NA: I spoke with an on-call ophthalmologist and explained all of the signs. He advised me to send an urgent referral, which would be triaged within two hours. Mr Munshi was made aware of this procedure and I advised him to have his blood pressure checked ASAP. I reassured him that he could contact me if he wanted any further information.

"Always remain calm. It is so important to show composure when delivering quite frightening news. Be confident but have empathy in your tone. This makes all the difference in how a patient reacts to the news"

How does this case highlight the importance of sight tests?

NA: The importance of regular sight tests cannot be stressed enough. In Mr Munshi’s case, a healthy young man was going about his daily life totally oblivious of his possibly life-threatening hypertension which showed up through a routine eye test and the invaluable OCT scan available at our practice. I strongly recommend OCT to all my patients.

The management of malignant hypertension is considered a medical emergency, which highlights the significance of an urgent referral in this case. Rapid intervention is required as it has been shown that there is a strong association of the condition with clinical stroke, cognitive decline and cardiovascular mortality.

What would be your three top tips to other practitioners when making an urgent referral?

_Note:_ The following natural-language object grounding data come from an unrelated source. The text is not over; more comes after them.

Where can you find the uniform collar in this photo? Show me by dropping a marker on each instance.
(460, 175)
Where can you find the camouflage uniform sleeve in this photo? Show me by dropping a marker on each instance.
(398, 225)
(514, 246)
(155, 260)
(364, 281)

NA: 1. Always remain calm. It is so important to show composure when delivering quite frightening news. Be confident but have empathy in your tone. This makes all the difference in how a patient reacts to the news

2. Be fully aware of the referral pathways in your area. This in turn will help you to remain calm and assess the situation effectively. This is particularly important to locum practitioners who move around as there may be different protocols on weekdays compared to weekends, as is the case in my area

3. Use all the resources at your disposal. This will help you make the right clinical decision for your patient, be it a dilation, fundus images, OCT scan, visual fields or phoning the ophthalmologist. Don’t be afraid to look through your pathology literature to assist you in deciding what the condition is. Sometimes you may not know what the condition is, which is ok as long as you have done all the necessary tests and can accurately describe what it is that you’re seeing. An ophthalmologist can then advise you on the next steps to take.